JOURNAL ARTICLE

Serving those who served: retention of newly returning veterans from Iraq and Afghanistan in mental health treatment

Ilan Harpaz-Rotem, Robert A Rosenheck
Psychiatric Services: a Journal of the American Psychiatric Association 2011, 62 (1): 22-7
21209295

OBJECTIVE: There are growing concerns about the mental health status of returning veterans from the recent conflicts in Iraq (Operation Iraq Freedom [OIF]) and Afghanistan (Operation Enduring Freedom [OEF]) and about retention in mental health treatment of veterans with posttraumatic stress disorder (PTSD). This study obtained data from veterans who had a new diagnosis of PTSD from fiscal year (FY) 2004 to FY 2007 and determined whether retention in PTSD treatment and the number of mental health visits were comparable among OIF-OEF veterans and veterans from other service eras.

METHODS: Data from the Department of Veterans Affairs and the Department of Defense were combined to identify veterans who were newly diagnosed as having PTSD (N=204,184) and their service era. Survival analysis assessed dropout from mental health treatment within one year from initial diagnosis, and Poisson regression assessed the association between war era and number of mental health visits.

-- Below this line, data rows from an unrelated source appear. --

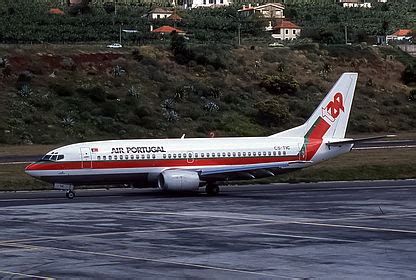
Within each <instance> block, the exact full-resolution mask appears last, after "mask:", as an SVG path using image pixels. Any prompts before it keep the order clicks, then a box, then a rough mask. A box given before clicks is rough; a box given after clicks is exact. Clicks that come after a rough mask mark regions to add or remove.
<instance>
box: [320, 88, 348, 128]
mask: <svg viewBox="0 0 416 280" xmlns="http://www.w3.org/2000/svg"><path fill="white" fill-rule="evenodd" d="M341 111H342V112H345V109H344V100H343V96H342V94H341V93H340V92H337V93H336V94H335V95H334V100H332V101H330V102H329V103H328V105H326V107H325V108H322V117H324V118H326V119H327V120H329V121H330V122H335V120H336V119H337V118H338V116H339V114H340V113H341Z"/></svg>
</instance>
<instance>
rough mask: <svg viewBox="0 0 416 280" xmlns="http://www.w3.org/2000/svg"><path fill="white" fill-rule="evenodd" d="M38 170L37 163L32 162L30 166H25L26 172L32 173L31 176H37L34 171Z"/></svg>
mask: <svg viewBox="0 0 416 280" xmlns="http://www.w3.org/2000/svg"><path fill="white" fill-rule="evenodd" d="M35 170H36V163H31V164H29V165H28V166H26V168H25V172H26V174H28V175H30V176H33V177H36V176H35V175H34V172H33V171H35Z"/></svg>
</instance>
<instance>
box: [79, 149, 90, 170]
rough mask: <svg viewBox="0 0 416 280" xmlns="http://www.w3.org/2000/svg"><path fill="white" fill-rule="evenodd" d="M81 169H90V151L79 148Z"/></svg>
mask: <svg viewBox="0 0 416 280" xmlns="http://www.w3.org/2000/svg"><path fill="white" fill-rule="evenodd" d="M81 168H92V158H91V149H90V148H87V147H83V148H81Z"/></svg>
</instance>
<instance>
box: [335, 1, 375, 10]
mask: <svg viewBox="0 0 416 280" xmlns="http://www.w3.org/2000/svg"><path fill="white" fill-rule="evenodd" d="M339 3H340V4H341V6H342V7H344V8H371V7H372V6H371V3H369V2H365V1H362V0H339Z"/></svg>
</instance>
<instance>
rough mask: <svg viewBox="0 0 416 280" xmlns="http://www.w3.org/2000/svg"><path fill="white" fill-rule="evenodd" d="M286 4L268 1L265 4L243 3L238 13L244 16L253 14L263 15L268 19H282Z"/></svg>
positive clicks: (254, 14)
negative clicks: (284, 4)
mask: <svg viewBox="0 0 416 280" xmlns="http://www.w3.org/2000/svg"><path fill="white" fill-rule="evenodd" d="M284 10H285V5H283V4H280V3H267V4H264V5H257V6H252V5H251V4H248V5H247V6H246V5H243V7H242V8H241V9H239V10H238V13H239V14H240V15H242V16H244V17H249V16H252V15H261V16H262V17H264V18H268V19H282V18H285V16H284Z"/></svg>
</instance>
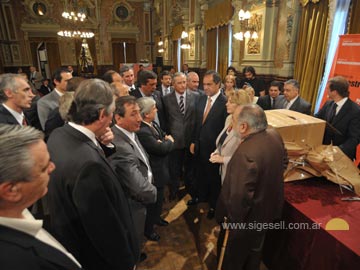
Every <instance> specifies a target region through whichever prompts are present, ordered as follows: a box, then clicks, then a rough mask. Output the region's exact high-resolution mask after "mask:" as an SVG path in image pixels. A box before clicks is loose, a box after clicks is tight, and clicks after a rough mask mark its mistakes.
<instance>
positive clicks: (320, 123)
mask: <svg viewBox="0 0 360 270" xmlns="http://www.w3.org/2000/svg"><path fill="white" fill-rule="evenodd" d="M265 114H266V117H267V120H268V124H269V125H270V126H272V127H274V128H276V130H277V131H278V132H279V133H280V135H281V137H282V138H283V140H284V142H294V143H296V144H297V145H299V146H302V147H304V148H305V149H311V148H314V147H316V146H318V145H321V144H322V141H323V137H324V132H325V124H326V122H325V121H324V120H321V119H318V118H315V117H313V116H310V115H306V114H302V113H299V112H295V111H290V110H284V109H281V110H266V111H265Z"/></svg>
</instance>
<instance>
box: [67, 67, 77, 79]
mask: <svg viewBox="0 0 360 270" xmlns="http://www.w3.org/2000/svg"><path fill="white" fill-rule="evenodd" d="M68 71H69V72H70V73H71V75H72V76H73V77H77V76H79V75H78V73H77V72H76V71H75V70H74V68H73V67H72V66H68Z"/></svg>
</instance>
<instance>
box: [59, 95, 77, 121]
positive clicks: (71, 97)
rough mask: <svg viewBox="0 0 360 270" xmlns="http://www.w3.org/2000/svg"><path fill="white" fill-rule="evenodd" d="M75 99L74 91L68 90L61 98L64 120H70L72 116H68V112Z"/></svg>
mask: <svg viewBox="0 0 360 270" xmlns="http://www.w3.org/2000/svg"><path fill="white" fill-rule="evenodd" d="M73 100H74V92H66V93H65V94H64V95H62V96H61V97H60V99H59V113H60V116H61V119H62V120H64V121H70V117H69V116H68V113H69V109H70V107H71V103H72V102H73Z"/></svg>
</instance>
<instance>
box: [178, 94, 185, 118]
mask: <svg viewBox="0 0 360 270" xmlns="http://www.w3.org/2000/svg"><path fill="white" fill-rule="evenodd" d="M179 109H180V112H181V114H182V115H184V114H185V105H184V96H180V102H179Z"/></svg>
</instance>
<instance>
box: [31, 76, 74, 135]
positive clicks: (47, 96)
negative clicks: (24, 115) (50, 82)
mask: <svg viewBox="0 0 360 270" xmlns="http://www.w3.org/2000/svg"><path fill="white" fill-rule="evenodd" d="M71 78H72V75H71V73H70V72H69V71H68V70H67V69H58V70H56V71H55V73H54V76H53V81H54V84H55V88H54V90H53V91H52V92H51V93H49V94H48V95H46V96H43V97H42V98H40V99H39V101H38V102H37V111H38V116H39V120H40V124H41V127H42V129H43V130H45V123H46V120H47V119H48V117H49V114H50V112H51V111H52V110H54V109H55V108H57V107H59V99H60V97H61V96H62V95H63V94H65V92H66V86H67V82H68V81H69V80H70V79H71Z"/></svg>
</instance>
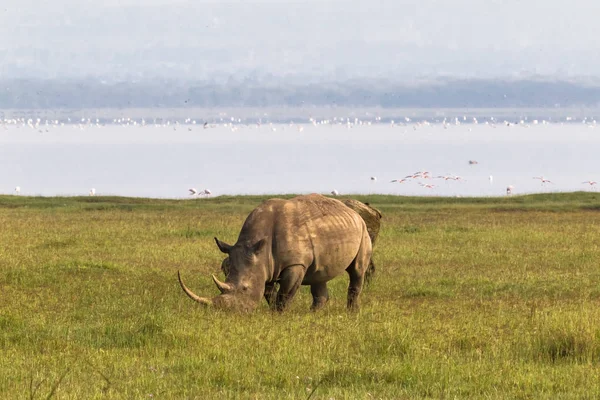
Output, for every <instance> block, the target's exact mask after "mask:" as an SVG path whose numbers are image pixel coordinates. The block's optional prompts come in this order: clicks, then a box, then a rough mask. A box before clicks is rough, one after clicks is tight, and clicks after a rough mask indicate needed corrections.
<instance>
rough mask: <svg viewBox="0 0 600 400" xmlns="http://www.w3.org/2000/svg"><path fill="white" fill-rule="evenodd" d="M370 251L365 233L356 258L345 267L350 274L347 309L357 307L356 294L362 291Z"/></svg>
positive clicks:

RESULTS: Although a smaller proportion of OIF-OEF veterans than Vietnam-era veterans remained in treatment for more than one year (37.6% versus 46.0%), when the analyses adjusted for demographic characteristics and comorbid diagnoses, OIF-OEF veterans were less likely than Vietnam-era veterans to discontinue psychiatric treatment for PTSD within one year. OIF-OEF veterans attended fewer mental health visits than Vietnam-era veterans did (8.15 versus 13.37). However, multivariate analysis indicated that, after the analyses adjusted for confounding factors, OIF-OEF veterans had significantly more visits than Vietnam-era veterans associated with PTSD treatment.

CONCLUSIONS: Retention and numbers of visits were found to be lower among OIF-OEF veterans primarily as a function of age and comorbid conditions and not as a function of the particular war era. Interventions should be designed to target specific barriers to care that may interfere with continued engagement in mental health services.